Gracias a la IA, eso se vuelve mucho más sencillo. Hoy puedo organizar mejor mis ideas, estructurar proyectos más complejos y llevarlos a cabo de forma más rápida y eficaz. Esa evolución no solo me ha dado claridad, sino que también ha hecho que cada vez más clientes confíen en mí para guiar sus propios procesos creativos con inteligencia artificial.
Porque la IA no reemplaza tu visión. La potencia. Tú eres quien dirige el barco. La IA es el motor que te impulsa. Y si no sabes cómo decírselo, no te preocupes. Escribe como puedas, aunque sea un borrador con frases sueltas. Lo importante es empezar. Luego, con las herramientas adecuadas, eso puede convertirse en contenido que conecta, inspira o vende.
Caso real:
Hace poco, una clienta que tiene una tienda de ropa me confesó que tenía semanas queriendo publicar algo en redes… pero no sabía ni cómo empezar.
“No sé escribir”, me dijo. “Y mucho menos sabría qué decirle a una IA para que lo haga por mí”.
Lo que hicimos fue muy simple: le pedí que me contara su idea en un audio de WhatsApp, como si me lo estuviera explicando a una amiga.
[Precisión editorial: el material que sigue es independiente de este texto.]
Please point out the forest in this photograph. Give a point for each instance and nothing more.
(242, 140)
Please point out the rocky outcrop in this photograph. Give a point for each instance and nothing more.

Nada técnico, nada perfecto. Solo su visión.
A partir de ahí, estructuramos el mensaje, definimos el tono que mejor representaba su estilo de marca —fresca, cercana y con actitud— y la IA se encargó del resto. En menos de una hora tenía tres versiones de contenido profesional, publicables y alineadas con lo que quería transmitir.
Lo mejor es que me dijo:
“No pensé que mis palabras sirvieran para algo.”
Y ahí está el punto.
La IA no hace magia sola. Pero si tú pones la chispa, ella prende el fuego. Es dar el primer paso y luego el siguiente… Cuando menos te lo piensas ya estarás acostumbrado a vivir con un asistente inteligente que te ayuda en aquellas cosas que más trabajo te puede costar… y a disfrutar del tiempo que te brinda solucionar cosas que antes te llevaban eternidades.